晶界相调控多晶MgAl2O4陶瓷晶界断裂韧性的内在作用机制研究

Low fracture toughness of transparent polycrystalline MgAl2O4 and its variation across bulk sample limit its bulk performance as an important structural and optical ceramic material. It has been hypothesized that grain boundary complexion transition has a significant effect on grain boundary fracture toughness, and therefore affects the bulk mechanical response of MgAl2O4. Three trusts make up the proposal, which include the exploitation of grain boundary complexion in MgAl2O4, the quantification of grain boundary fracture toughness, and the establishment of correlation between grain boundary complexion transition and grain boundary fracture toughness. A highly integrated experimental program is proposed to meet these goals. Firstly, grain boundary structure and chemistry will be characterized via atomic-scale aberration corrected electron microscopy with electron lost spectroscopy, and Auger electron microscopy, and the grain boundary complexions in MgAl2O4 will be classified based on Dillon-Harmer complexion model. The results will be linked with processing condition variations resulted from preferential vaporization of MgO during sintering, reducing sintering atmosphere, and the amount and distribution of residual LiF sintering aiding. Secondly, single grain boundary fracture toughness of MgAl2O4 will be studied via in situ TEM mechanical testing, and the effect of V shape notch geometry and micro-cantilever beam size on fracture toughness value will be quantified, too. Last but not the least, the effort will develop a correlation between grain boundary complexion transitions and grain boundary fracture toughness. The proposed work seeks to develop the database of grain boundary parameters, develop a fundamental understanding of the relationships between grain boundary structure-property-processing-performance, and harness this knowledge for mechanism-informed materials design through grain boundary engineering strategy.

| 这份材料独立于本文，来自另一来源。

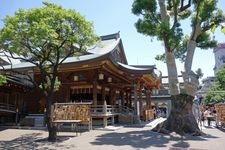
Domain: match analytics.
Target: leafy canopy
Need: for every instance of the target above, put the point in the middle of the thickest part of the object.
(204, 12)
(45, 37)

多晶透明MgAl2O4陶瓷是重要的光学和结构材料，脆性大且力学性能离散度高的特点，限制了其作为关键部件的服役安全性和可靠性。通过晶界结构调控晶界力学性能是改善多晶MgAl2O4力学性能的一种有效途径。本课题拟探索制备过程中组分配比、气氛、烧结剂等因素对晶界化学组分和晶界2D原子结构的综合影响，系统研究具有复杂晶界结构的多晶MgAl2O4二元陶瓷体系中存在的新晶界相类型，提出适用于多晶MgAl2O4二元陶瓷体系的新晶界相模型。利用基于透射电镜的原位微米悬臂梁断裂法研究多晶MgAl2O4中单个晶界的断裂韧性，优化悬臂梁测试法中的切口和样品尺寸等影响因素，建立MgAl2O4晶界相类型与晶界断裂韧性的对应关系。最终，通过上述研究，阐明晶界相类型对MgAl2O4晶界断裂韧性的影响规律，揭示晶界相调控晶界断裂韧性的原子键合作用机制，为利用晶界工程策略改善MgAl2O4力学性能提供理论依据和技术参考。

纳米多晶陶瓷块体具有脆性大且力学性能离散度高的特点，限制了其作为关键部件的服役安全性和可靠性。利用原位透射电镜平台研究陶瓷材料的微观力学性能并阐明背后的演变机制，对于进一步优化材料材料在极端环境的服役性能至关重要。完成了以下研究目标：（I）通过纳米柱压缩实验，发现高压放电等离子体烧结法制备的纳米氧化钇稳定氧化锆陶瓷的屈服强度先随着晶粒尺寸的减小而增加，到达临界尺寸后屈服强度随着晶粒惠存的减小而增大，这被用来系统地评估氧化钇稳定氧化锆纳米陶瓷材料在室温下的霍尔-佩奇效应和反霍尔-佩奇效应。结合纳米柱压缩实验与原位电子衍射结果，证明材料的软化的开始伴随着每单位应变的晶体旋转量的增加，表明材料变形机制的改变。（II）进一步的，我们开发了一种结合数字图像关联（DIC）和粒子跟踪（PT）的实验方法，用于表征二氧化硅在TEM中的微尺度变形。为了验证在TEM中使用DIC和PT的可行性，使用聚焦离子束（FIB）加工了二氧化硅微米梁样品，应用DIC和PT从TEM图像中测量微米梁在加载和蠕变过程中的原位位移。这两种测量方法的结果互相吻合且与位移测量结果一致。